Adenosine and its receptors, pathophysiological significance and therapeutic opportunities.
The focus of our research is on adenosine receptors and on the actions of the most widely used of all psychoactive drugs, caffeine, which acts as an inhibitor at these receptors. There are four cloned forms of adenosine receptors and their pharmacological characteristics are examined using CHO cells that express the human A1, A2A, A2B and A3 receptors. The signaling properties of the receptors are studied in the same cells, but also in several types of cells where they are naturally expressed.
The cultured cells also lend themselves to studies of how the different receptors are regulated, at the transcriptional and posttranscriptional level.
By in situ hybridization, immunocytochemistry and receptor autoradiography the distribution of the receptors in tissues and cells is studied. In particular we examine their ontogeny and how the local expression of the receptors is altered by long, or short-term drug treatment or physiological changes.

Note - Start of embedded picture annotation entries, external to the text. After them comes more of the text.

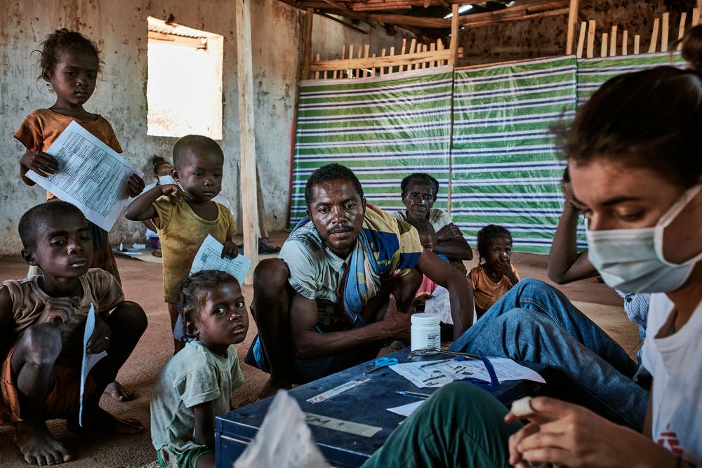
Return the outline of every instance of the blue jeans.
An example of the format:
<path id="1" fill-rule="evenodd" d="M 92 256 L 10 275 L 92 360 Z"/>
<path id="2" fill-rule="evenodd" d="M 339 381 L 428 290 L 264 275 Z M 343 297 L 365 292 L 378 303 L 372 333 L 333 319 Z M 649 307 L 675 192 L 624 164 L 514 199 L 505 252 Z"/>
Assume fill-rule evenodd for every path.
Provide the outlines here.
<path id="1" fill-rule="evenodd" d="M 636 363 L 565 295 L 543 281 L 520 281 L 450 349 L 558 369 L 606 413 L 635 429 L 643 427 L 648 392 L 632 380 Z"/>

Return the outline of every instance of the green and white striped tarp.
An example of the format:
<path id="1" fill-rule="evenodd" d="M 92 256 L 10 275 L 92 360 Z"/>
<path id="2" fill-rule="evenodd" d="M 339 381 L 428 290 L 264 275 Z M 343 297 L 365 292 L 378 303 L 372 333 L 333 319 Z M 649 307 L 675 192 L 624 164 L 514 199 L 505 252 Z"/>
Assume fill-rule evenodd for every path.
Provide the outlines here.
<path id="1" fill-rule="evenodd" d="M 576 65 L 562 57 L 456 72 L 451 216 L 471 245 L 491 223 L 511 232 L 515 250 L 550 249 L 565 166 L 551 128 L 573 118 Z"/>
<path id="2" fill-rule="evenodd" d="M 580 59 L 578 60 L 578 104 L 588 100 L 610 78 L 662 65 L 684 68 L 685 61 L 680 53 L 671 55 L 668 52 Z"/>
<path id="3" fill-rule="evenodd" d="M 369 203 L 399 209 L 400 181 L 425 172 L 449 180 L 451 69 L 300 83 L 290 215 L 305 216 L 305 184 L 317 168 L 337 162 L 356 173 Z"/>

The natural ligand, adenosine, is a modulator rather than a transmitter or a hormone, and it is therefore important to examine how the adenosine receptors influence signaling mediated via other receptors. Considerable effort is spent on elucidating the interactions between co expressed A2A and dopamine D2 receptors, because this interaction is a key to the central actions of caffeine. In recent years our efforts have been concentrated on elucidating the pathophysiological roles of adenosine using receptor knockouts.